Cinco das seis histórias partiram de leitores de Toulmé. Consistem em relatos enviados a ele após um post nas redes sociais pedindo por histórias de vida que seriam transformadas em quadrinhos. Apenas a última partiu de uma busca do autor por um vivência de reinserção social.
“Inesquecíveis” nasceu de uma proposta dos editores do periódico belga “Spirou” impressionados com o resultado de “A Odisseia de Hakim”. A ideia era adaptar em uma página os relatos reunidos por ele com seus leitores. Insatisfeito com o resultado na página única, ele ganhou espaço e viu o projeto crescer.

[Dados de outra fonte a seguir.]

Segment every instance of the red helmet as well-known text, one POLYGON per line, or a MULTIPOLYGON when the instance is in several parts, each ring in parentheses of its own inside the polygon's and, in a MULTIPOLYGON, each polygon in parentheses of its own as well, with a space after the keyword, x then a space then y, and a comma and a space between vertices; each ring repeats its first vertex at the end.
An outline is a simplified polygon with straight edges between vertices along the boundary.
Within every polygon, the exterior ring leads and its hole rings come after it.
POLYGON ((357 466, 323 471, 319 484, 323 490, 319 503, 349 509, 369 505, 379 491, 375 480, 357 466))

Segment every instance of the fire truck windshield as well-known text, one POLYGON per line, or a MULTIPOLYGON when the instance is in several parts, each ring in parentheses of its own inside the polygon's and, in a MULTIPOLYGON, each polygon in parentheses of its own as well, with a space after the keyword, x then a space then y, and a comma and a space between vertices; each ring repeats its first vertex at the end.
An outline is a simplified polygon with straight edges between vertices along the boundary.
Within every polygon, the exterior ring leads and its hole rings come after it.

Na colorização ele teve o auxílio do brasileiro Miguel Felício. Eles criaram uma paleta de cores para cada história, trabalhando sempre com dois tons, além do preto e do branco.
“Fui repassando todos os emails e quando tinha um que me chamava atenção, eu parava, aí eu escrevia para pessoa para pedir mais detalhes, caso necessário, ou pedia para fazer uma entrevista. Tentei escolher temáticas e emoções diferentes”, afirma Toulmé, sobre o critério de seleção das histórias.
“Acho que o que define a trajetória dessas pessoas é uma situação inicial, geralmente uma prova de fogo, e elas vão aprendendo e progredindo. Elas vão enfrentando essa situação de perigo, de sofrimento. Acho que o que eu gosto nessas histórias é justamente a maneira como você atravessa um período complicado da sua vida e como esse período não define totalmente a sua a sua vida, mas é uma etapa”.
Um segundo volume de “Inesquecíveis”, com novas histórias, tem lançamento marcado para a França em outubro de 2024. A previsão é que a continuação seja lançada no Brasil em 2025.